I have following working program which is producing results correctly however I am confused by some statistics. The setup is as:
The code is:
void MatrixMultiply(img_in1, img_in2, img_out, myRank, nRanks)
{
for (int i=startingRow ; i<endingRow ; i++) //no of rows of first matrix divided on per process basis
{
for (int j=0 ; j<M1Cdim ; j++) //no of cols of first matrix
{
int temp = 0;
for(int k=0 ; k<M2Rdim ; k++) //no of rows of second matrix
{
temp += in1[i*M1Rdim+k] * in2[k*M2Rdim+j]; //out(i,j) += in1(i,k) * in2(k,j)
}
out[i*M1Rdim+j] = temp;
}
}
}
main()
{
for (int i = 1; i <= 10; i++)
{
MPI_Barrier(MPI_COMM_WORLD);
const double t0 = omp_get_wtime();
MatrixMultiply(img_in1, img_in2, img_out, myRank, nRanks);
MPI_Barrier(MPI_COMM_WORLD);
const double t1 = omp_get_wtime();
const double ts = t1-t0; // time in seconds
const double tms = ts*1.0e3; // time in milliseconds
const double gbps = double(sizeof(P)*2*img_in1.height*img_in1.width*img_in2.height)*1e-9/ts; // bandwidth in GB/s
const double fpps = double(2*img_in1.height*img_in1.width*img_in2.height)*1e-9/ts; // performance in GFLOP/s
if (myRank == 0)
{
printf("%5d %15.3f %15.3f %15.3f %s\n", i, tms, gbps, fpps);
}
}
}
The statistics I am getting are:
Step Time, ms GB/s GFLOP/s
1 2.306 116.408 116.408
2 2.334 115.017 115.017
3 2.297 116.855 116.855
4 2.295 116.964 116.964
5 16.692 16.082 16.082
6 11.468 23.407 23.407
7 2.299 116.758 116.758
8 2.291 117.171 117.171
9 2.295 116.964 116.964
10 10.792 24.874 24.874
So my question is:
Why iteration 5, 6 and 10 are showing worse results than other iterations?
My suspicion is that even though the data is placed in high bandwidth memory (mcdram) however code itself is executing from cache so might be getting hit.

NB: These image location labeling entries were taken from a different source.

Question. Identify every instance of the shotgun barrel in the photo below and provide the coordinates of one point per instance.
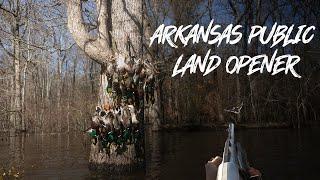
(234, 163)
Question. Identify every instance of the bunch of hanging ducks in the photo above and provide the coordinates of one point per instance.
(116, 122)
(118, 126)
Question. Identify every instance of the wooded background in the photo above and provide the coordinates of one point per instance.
(49, 85)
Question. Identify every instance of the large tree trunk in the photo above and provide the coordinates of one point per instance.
(120, 36)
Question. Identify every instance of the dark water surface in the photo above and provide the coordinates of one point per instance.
(279, 154)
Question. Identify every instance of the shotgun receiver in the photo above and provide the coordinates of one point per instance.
(234, 163)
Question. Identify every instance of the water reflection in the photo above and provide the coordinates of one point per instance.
(279, 154)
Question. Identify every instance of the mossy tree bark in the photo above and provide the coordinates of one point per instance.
(120, 36)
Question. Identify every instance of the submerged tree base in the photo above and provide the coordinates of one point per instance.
(111, 162)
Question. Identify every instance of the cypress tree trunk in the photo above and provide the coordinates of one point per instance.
(118, 44)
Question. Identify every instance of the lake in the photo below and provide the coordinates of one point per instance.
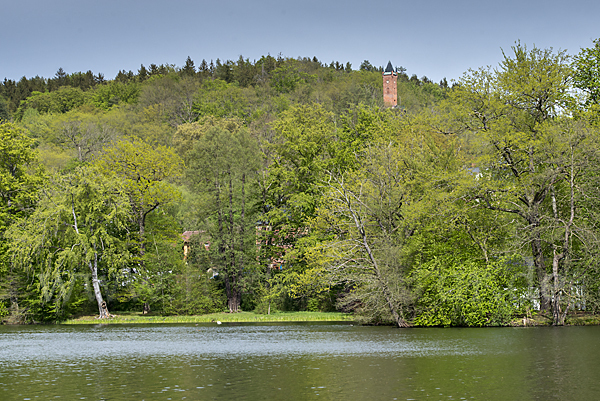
(300, 361)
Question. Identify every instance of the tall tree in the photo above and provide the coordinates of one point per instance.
(145, 172)
(78, 228)
(223, 164)
(517, 111)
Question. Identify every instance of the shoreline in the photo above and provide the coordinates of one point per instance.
(224, 317)
(300, 317)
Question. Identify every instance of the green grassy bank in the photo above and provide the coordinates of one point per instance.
(241, 317)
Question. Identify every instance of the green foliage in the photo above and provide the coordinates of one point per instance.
(466, 293)
(59, 101)
(587, 73)
(78, 228)
(114, 93)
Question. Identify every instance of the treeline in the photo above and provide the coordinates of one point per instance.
(298, 190)
(243, 72)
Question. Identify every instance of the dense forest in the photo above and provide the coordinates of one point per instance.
(286, 184)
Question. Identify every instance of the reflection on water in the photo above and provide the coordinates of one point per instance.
(297, 362)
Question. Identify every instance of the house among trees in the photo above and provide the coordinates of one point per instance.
(390, 86)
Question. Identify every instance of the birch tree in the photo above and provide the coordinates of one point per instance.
(78, 229)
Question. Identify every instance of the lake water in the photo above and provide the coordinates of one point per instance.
(297, 362)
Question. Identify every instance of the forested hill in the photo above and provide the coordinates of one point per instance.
(298, 79)
(285, 184)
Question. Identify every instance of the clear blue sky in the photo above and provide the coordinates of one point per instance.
(428, 37)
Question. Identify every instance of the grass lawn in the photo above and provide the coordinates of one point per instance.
(249, 317)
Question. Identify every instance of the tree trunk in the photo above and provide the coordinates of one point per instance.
(102, 307)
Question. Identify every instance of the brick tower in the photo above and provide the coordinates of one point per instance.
(390, 86)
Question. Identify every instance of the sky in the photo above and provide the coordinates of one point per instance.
(432, 38)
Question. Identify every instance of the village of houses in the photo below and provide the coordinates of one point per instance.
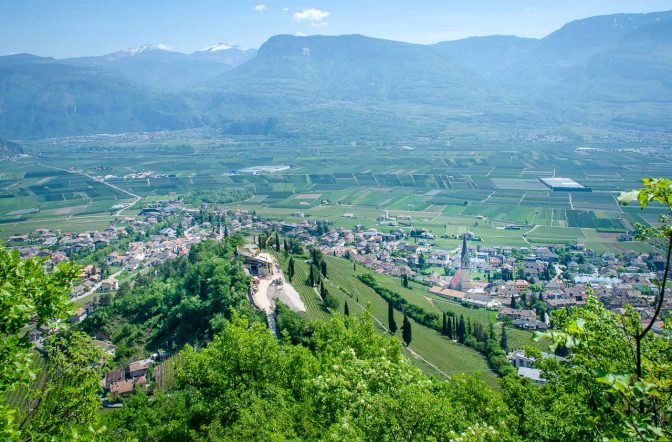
(552, 277)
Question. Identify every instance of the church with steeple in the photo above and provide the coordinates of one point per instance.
(465, 266)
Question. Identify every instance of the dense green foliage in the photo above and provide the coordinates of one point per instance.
(218, 196)
(59, 396)
(347, 383)
(188, 301)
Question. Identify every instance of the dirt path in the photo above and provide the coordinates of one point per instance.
(271, 288)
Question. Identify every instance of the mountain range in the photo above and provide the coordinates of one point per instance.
(608, 71)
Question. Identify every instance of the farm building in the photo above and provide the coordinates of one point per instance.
(564, 184)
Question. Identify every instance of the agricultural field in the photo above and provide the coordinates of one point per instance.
(469, 186)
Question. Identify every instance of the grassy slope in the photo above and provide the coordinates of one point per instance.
(447, 356)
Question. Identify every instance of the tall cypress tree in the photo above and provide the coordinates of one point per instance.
(392, 325)
(406, 333)
(461, 330)
(504, 342)
(290, 268)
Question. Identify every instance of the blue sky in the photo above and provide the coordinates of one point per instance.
(66, 28)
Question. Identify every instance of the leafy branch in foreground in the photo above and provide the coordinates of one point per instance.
(616, 363)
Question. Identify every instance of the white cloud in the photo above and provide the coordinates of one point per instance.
(312, 15)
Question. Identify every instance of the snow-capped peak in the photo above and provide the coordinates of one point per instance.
(220, 47)
(147, 48)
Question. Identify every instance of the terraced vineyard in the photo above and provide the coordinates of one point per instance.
(433, 353)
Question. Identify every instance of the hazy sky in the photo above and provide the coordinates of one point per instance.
(66, 28)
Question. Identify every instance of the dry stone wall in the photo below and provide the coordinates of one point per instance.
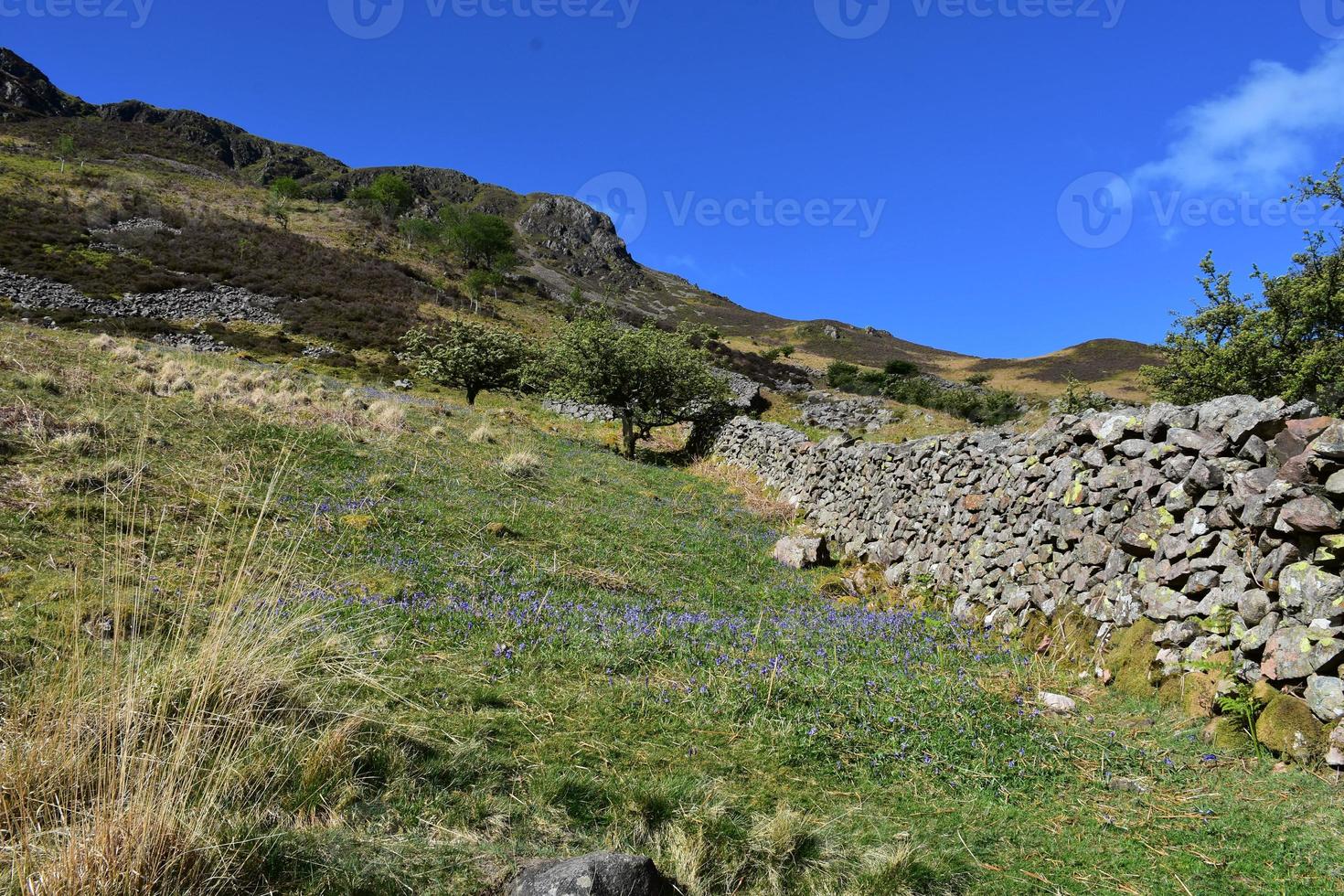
(1220, 523)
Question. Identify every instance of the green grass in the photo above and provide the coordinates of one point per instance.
(600, 655)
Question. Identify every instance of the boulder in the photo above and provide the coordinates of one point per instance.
(1215, 415)
(1329, 443)
(1309, 515)
(1326, 698)
(1335, 743)
(1289, 729)
(595, 875)
(1057, 703)
(801, 552)
(1310, 592)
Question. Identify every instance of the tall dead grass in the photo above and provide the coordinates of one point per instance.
(142, 761)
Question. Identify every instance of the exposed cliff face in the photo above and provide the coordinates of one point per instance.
(582, 240)
(1221, 523)
(27, 93)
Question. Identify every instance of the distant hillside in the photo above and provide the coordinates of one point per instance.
(354, 285)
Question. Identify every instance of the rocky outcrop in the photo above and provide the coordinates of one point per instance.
(1217, 524)
(846, 415)
(27, 93)
(582, 240)
(220, 304)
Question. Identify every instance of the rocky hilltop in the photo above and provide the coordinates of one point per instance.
(565, 242)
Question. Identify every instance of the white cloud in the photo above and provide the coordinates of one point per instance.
(1261, 136)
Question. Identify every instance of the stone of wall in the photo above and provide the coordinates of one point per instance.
(1218, 523)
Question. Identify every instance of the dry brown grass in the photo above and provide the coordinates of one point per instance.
(122, 759)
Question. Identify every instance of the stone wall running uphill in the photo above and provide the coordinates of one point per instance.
(1220, 524)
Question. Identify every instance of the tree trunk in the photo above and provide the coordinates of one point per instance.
(628, 432)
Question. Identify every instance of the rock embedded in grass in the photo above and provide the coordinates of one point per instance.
(1057, 703)
(800, 552)
(595, 875)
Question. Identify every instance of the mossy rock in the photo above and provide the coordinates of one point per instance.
(1264, 692)
(1132, 657)
(1195, 693)
(1226, 733)
(1289, 729)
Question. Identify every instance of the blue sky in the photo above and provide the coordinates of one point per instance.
(929, 166)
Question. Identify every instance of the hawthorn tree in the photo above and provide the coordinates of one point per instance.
(1287, 341)
(648, 375)
(65, 149)
(468, 355)
(388, 197)
(479, 240)
(283, 192)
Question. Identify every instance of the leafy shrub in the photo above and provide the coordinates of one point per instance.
(1289, 341)
(469, 357)
(651, 377)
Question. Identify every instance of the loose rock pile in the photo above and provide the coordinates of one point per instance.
(1214, 531)
(137, 226)
(222, 304)
(190, 341)
(846, 415)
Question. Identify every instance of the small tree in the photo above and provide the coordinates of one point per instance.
(649, 377)
(65, 149)
(418, 231)
(1289, 341)
(466, 355)
(479, 240)
(283, 192)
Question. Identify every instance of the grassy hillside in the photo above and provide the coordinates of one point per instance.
(355, 283)
(408, 645)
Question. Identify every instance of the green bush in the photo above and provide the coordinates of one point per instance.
(469, 357)
(1289, 341)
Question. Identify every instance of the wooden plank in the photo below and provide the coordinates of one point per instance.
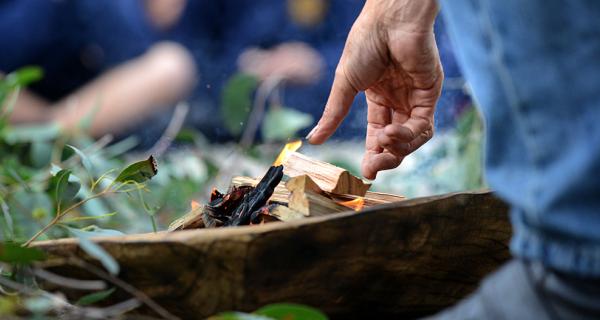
(403, 260)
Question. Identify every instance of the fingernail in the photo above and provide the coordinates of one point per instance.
(310, 134)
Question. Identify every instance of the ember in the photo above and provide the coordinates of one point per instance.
(287, 149)
(314, 188)
(356, 204)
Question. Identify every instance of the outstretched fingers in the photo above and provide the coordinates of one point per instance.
(340, 99)
(376, 158)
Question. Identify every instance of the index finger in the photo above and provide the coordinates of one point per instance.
(338, 104)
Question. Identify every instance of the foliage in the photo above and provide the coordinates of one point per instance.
(237, 101)
(277, 311)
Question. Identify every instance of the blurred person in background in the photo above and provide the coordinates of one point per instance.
(102, 59)
(534, 67)
(297, 40)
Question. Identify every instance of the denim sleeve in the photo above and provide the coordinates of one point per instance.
(534, 69)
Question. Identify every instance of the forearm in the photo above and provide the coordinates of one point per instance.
(29, 108)
(410, 15)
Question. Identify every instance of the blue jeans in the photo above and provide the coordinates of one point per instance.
(534, 69)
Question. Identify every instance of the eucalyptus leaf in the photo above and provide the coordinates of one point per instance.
(24, 76)
(94, 250)
(290, 311)
(40, 153)
(85, 160)
(284, 123)
(238, 316)
(95, 231)
(94, 297)
(140, 171)
(12, 252)
(236, 101)
(61, 188)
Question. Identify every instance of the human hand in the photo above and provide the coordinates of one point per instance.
(390, 54)
(292, 61)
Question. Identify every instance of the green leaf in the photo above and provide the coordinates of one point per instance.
(238, 316)
(84, 218)
(95, 231)
(290, 311)
(29, 133)
(236, 99)
(94, 297)
(24, 76)
(87, 164)
(40, 153)
(139, 172)
(12, 252)
(94, 250)
(61, 189)
(284, 123)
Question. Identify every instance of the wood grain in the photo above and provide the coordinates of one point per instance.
(404, 259)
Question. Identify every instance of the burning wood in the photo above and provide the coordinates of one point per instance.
(314, 188)
(327, 176)
(356, 204)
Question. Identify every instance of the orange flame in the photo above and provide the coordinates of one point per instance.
(289, 147)
(356, 204)
(195, 205)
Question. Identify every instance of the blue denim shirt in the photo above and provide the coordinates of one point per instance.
(534, 69)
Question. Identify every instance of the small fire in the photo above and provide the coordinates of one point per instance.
(289, 147)
(195, 205)
(356, 204)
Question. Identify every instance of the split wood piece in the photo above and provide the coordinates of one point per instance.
(282, 194)
(330, 178)
(371, 198)
(305, 198)
(284, 213)
(402, 261)
(191, 220)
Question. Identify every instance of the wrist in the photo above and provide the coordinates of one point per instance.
(409, 15)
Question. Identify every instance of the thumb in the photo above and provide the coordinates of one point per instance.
(340, 99)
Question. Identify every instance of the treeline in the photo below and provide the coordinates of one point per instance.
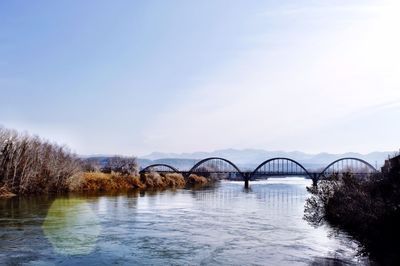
(368, 209)
(29, 164)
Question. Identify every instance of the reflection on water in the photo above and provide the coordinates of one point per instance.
(225, 224)
(71, 226)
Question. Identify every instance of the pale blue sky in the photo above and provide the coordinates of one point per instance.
(132, 77)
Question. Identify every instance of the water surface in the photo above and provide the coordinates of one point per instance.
(223, 224)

Although the overall program is quite small like 54KB but if running on shared server then some iterations might be evicted from instruction cache resulting in this performance penalty.
This matrix-multiplication code is very inefficient!
Indeed, The line in2[k*M2Rdim+j]
is likely to cause cache thrashing and thus high-instability in the computation timing if lines have often to be reloaded from the MCD-RAM. Although the MCD-RAM have a high bandwidth, it also have a high latency (similar to the one of the DDR-RAM). The latency is probably a huge issue in this case.
Specifically, striding down one column of a matrix is terrible for spatial locality. And even worse when the matrix dimension is a power of 2: you're likely to get conflict misses on cache because all those cache lines will alias to the same set in a set associative cache. This can lead to cache thrashing even with a small working set.
Thus, please use BLAS functions (from MKL, OpenBLAS, ATLAS, etc.)! They are far more optimized than that. If you cannot, please consider improving this code. You can find a quite good explanation of you to do that here. I think that a speed-up of more than 10 is easily achievable.
I also advise you to profile your code using tools like perf or VTune that enable you to analyze hardware events (such as L1/L2 cache operations) and confirm/reject the cash-thrashing hypothesis as well as helping you to improve this code.